Country music is the most American of musical idioms, alongside jazz. With a longer history than rock and roll or hip-hop, country has produced a powerful pantheon of memorable artists, albums, and songs.

Growing up, I pretended not to like country music, even though it was the music I heard my dad listen to the most (while my mom turned me on to the incredible pop and rock of the ‘60s and ‘70s). Nowadays, I’ve shaken that youthful pretension and will admit to enjoying most types of country’s many subgenres.
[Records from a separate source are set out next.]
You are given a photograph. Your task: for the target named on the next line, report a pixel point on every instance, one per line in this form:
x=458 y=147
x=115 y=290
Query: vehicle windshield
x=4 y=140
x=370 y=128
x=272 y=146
I also have to admit that compiling a list of the best country songs of all time is a daunting task. Such a long list of classics makes it tough to narrow down what stands head and shoulders above everything else. But I’ve managed to come up with a list that captures the best that country music has to offer.

You’ll notice that modern country music doesn’t really make this list. That was a tough decision for me, partially because so much of what’s popular in country today pales in comparison to the classics. But I also wondered if even the best of modern country – the Zac Brown Bands and Chris Stapletons of the world – have endured long enough to warrant a spot on a list like this. We may think so later, but not yet. Here’s the list, and I hope you enjoy it.

12. “Country Boy (You Got Your Feet in L.A.)” — Glen Campbell (1975)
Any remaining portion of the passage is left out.